In her new role, Katie and the other “champions” will act as ambassadors for the millions of children who have undergone hospitalization and treatment in children's hospitals across the United States and Canada.

“Having a patient from our hospital named as the state representative for Champions Across America is a huge honor” said Jessica King-Bernard, CMN director for the Monroe Carell Jr. Children's Hospital at Vanderbilt.

“This is the first time a Vanderbilt patient has been chosen to represent the state, and I am so proud to have the opportunity to work with Katie and her family at this exciting time.”

Katie is being treated for Acute Lymphoblastic Leukemia (ALL) at Children's Hospital.
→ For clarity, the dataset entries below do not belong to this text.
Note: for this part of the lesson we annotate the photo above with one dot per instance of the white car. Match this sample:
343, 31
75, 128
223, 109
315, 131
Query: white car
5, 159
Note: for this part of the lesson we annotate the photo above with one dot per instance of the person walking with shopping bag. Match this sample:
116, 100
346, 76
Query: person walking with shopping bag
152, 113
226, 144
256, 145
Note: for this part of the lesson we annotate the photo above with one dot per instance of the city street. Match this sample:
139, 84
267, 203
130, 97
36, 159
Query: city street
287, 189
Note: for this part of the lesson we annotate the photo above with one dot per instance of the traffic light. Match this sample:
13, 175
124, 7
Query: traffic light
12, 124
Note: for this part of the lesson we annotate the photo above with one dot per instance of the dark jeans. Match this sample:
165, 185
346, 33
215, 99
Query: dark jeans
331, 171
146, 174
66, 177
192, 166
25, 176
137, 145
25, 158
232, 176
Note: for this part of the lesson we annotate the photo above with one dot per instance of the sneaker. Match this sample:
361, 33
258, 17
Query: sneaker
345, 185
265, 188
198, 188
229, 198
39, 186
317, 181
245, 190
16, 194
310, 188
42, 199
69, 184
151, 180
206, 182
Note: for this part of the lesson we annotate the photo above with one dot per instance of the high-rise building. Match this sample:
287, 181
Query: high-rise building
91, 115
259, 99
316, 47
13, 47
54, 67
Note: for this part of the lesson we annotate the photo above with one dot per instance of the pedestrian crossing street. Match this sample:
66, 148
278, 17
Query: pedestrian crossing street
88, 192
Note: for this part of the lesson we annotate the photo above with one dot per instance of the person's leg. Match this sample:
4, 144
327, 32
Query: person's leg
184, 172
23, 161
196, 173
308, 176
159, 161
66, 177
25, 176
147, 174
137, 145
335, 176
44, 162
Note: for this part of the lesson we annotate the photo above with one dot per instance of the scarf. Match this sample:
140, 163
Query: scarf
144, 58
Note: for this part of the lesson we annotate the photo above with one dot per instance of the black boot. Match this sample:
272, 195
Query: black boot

She was diagnosed in May 2004. Between chemotherapy, spinal taps, blood infusions and all the discomfort that follows a rigorous treatment plan for a life-threatening illness, Katie set up a fund through Children's Hospital called Katie's Helping Hand.

"I was raised that in your worst moments, you help other people," Katie said, "because there's always going to be somebody else out there that has it worse than you."

The fund helps cancer patients and their families being treated here pay for incidentals like long-distance calls, meals and gasoline.

In its first year, the fund has raised more than $16,000. Now that her fund is up and running so successfully, Katie hopes to raise even more money to benefit all patients at Children's Hospital.

“It's not just stressful for parents who have kids with cancer, there's other diseases that could be a whole lot worse,” Katie said.

Acts of goodwill aren't unusual for Katie. Ironically, before she was diagnosed with ALL, Katie had been growing her auburn hair out to donate to a child with cancer. When her treatments began, she had her hair cut short so she could proceed with the donation, dismissing every suggestion that she could have the hair made into a wig for herself.

As a CMN Champion, Katie will travel to the annual CMN Celebration in Orlando in the spring to represent her home state, take part in tapings for the national CMN telethon and visit Walt Disney World.

She will also travel with the group to Washington, D.C., to have lunch at the White House, and will possibly have the opportunity to meet President Bush. Katie said she hopes she will be able to tell the President all about her charity.

“Going to eat lunch at the White House will be so exciting,” Katie said.